WebXR
Overview
- The WebXR API allows web content to be displayed as VR and AR experiences.
- It supersedes the now-deprecated WebVR API.
- The docs on MDN are exceptional, and they helped me a lot.
- The specification is also very well clear and well-written.
- js13kGames' WebXR category allows using A-Frame, Babylon.js, or THREE.js to handle WebXR for you.
- These libraries provide a whole 3D programming environment and API.
- They are 380 KB, 880 KB, and 190 KB respectively, when zipped.
- They don't count towards the 13 KB limit, however.
- In ROAR, I implemented the WebXR support myself.
- ROAR doesn't use any third-party libraries.
- The game loop, the rendering pipeline, the physics… everything is implemented from scratch in vanilla TypeScript.
- It's still less than 13 KB zipped!
- Overall, I enjoyed using the WebXR API.
Pose
- One of the key concepts of the WebXR API is the concept of the reference space.
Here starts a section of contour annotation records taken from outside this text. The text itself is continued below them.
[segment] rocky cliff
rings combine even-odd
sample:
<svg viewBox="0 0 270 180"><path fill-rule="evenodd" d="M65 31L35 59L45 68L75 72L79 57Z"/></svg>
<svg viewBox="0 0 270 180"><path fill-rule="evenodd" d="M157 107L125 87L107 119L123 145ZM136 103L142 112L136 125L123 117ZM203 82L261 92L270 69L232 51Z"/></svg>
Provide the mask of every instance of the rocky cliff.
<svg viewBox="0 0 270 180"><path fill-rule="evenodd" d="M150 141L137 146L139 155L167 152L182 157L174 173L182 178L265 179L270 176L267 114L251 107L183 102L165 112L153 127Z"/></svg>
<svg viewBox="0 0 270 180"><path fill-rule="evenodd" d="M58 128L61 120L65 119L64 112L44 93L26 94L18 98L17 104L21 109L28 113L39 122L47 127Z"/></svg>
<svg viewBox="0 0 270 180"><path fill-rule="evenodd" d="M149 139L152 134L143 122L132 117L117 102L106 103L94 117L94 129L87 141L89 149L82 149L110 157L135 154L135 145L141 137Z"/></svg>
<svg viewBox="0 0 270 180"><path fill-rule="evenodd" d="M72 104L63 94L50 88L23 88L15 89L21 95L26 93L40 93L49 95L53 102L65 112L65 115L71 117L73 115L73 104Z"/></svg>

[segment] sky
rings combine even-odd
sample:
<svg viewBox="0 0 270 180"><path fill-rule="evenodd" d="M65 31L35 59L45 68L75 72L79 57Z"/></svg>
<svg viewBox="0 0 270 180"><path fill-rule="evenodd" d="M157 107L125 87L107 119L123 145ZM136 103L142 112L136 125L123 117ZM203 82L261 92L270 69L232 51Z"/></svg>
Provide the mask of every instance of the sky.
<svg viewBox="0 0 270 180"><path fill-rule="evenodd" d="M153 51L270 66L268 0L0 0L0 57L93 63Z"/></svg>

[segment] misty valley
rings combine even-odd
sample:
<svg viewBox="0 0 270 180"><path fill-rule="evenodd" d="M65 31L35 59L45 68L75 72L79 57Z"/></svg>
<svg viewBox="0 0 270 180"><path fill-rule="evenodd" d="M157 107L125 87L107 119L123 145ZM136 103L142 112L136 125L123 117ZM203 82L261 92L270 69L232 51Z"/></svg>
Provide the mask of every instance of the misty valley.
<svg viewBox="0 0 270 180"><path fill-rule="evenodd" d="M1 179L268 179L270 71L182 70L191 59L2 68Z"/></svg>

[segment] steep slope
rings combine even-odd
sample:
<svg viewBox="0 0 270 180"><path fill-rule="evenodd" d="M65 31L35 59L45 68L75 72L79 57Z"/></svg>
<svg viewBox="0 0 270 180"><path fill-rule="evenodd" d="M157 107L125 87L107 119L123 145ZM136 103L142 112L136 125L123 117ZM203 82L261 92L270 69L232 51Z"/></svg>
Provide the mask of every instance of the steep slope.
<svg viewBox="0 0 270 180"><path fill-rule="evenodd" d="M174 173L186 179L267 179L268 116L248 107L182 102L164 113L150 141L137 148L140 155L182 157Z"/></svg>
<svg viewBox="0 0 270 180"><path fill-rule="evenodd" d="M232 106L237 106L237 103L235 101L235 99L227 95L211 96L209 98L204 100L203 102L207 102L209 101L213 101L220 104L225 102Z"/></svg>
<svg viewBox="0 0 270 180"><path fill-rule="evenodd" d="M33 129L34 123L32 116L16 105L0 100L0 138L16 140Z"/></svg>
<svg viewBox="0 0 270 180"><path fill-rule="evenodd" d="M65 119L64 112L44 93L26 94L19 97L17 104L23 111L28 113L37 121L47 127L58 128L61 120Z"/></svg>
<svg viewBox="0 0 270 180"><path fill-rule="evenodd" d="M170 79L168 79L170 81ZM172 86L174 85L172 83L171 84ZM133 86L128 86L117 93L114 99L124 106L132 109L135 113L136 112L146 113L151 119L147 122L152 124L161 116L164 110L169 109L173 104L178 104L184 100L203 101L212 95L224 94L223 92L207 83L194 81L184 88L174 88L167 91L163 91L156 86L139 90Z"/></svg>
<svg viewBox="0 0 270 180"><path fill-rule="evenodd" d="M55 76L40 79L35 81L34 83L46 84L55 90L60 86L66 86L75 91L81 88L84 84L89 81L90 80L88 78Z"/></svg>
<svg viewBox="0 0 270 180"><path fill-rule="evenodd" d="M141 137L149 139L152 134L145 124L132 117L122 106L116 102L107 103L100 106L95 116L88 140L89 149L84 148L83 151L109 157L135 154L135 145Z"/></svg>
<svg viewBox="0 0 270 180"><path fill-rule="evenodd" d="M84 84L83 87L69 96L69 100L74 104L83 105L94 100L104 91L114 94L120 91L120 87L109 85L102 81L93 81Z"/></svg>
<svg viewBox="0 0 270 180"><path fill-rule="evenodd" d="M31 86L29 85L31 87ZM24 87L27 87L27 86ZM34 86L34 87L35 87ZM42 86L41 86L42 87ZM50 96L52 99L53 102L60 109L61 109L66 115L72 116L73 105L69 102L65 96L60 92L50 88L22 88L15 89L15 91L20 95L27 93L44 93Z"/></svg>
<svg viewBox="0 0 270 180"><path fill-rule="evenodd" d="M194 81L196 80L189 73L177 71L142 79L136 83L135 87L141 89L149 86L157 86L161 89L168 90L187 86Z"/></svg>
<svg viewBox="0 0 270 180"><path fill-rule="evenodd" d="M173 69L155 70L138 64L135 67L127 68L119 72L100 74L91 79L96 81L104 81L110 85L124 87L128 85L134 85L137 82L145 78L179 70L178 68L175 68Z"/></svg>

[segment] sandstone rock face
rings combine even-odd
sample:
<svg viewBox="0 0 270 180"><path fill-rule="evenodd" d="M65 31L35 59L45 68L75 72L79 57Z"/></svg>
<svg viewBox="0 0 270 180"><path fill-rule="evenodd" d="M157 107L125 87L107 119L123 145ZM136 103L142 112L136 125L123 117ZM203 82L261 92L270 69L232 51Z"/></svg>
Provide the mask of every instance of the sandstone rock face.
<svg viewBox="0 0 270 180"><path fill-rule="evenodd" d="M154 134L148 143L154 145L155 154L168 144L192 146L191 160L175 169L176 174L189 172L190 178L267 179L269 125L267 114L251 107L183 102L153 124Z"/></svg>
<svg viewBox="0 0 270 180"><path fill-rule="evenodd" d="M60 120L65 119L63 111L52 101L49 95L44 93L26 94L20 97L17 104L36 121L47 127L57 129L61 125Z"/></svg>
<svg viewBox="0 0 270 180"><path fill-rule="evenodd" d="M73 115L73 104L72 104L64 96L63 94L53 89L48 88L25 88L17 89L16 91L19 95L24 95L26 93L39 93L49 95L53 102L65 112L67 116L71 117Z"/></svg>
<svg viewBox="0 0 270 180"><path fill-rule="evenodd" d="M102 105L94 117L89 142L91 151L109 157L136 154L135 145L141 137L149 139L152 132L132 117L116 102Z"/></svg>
- A reference space is the space requested during the initialization of the XR session.
let session = await navigator.xr.requestSession("immersive-vr", { requiredFeatures: ["local-floor"], }); game.XrSpace = await session.requestReferenceSpace("local-floor");
- Depending on the type, the reference space can represent different origins.
- A
local
reference space is anchored at the center of the headset at the time of the initialization. - A
local-floor
reference space has its origin at the floor level. - There are more types of reference spaces:
bounded-floor
,unbounded
, andviewer
.
- A
- During the lifetime of an XR session, the position and orientation of the headset and the controllers are reported relative to the origin of the reference space.
- It's also possible to create new reference spaces, translated or rotated relative to the parent one, through the
getOffsetReferenceSpace
method.- I didn't use this method in ROAR, but see Locomotion for a potential use-case.
- A reference space is the space requested during the initialization of the XR session.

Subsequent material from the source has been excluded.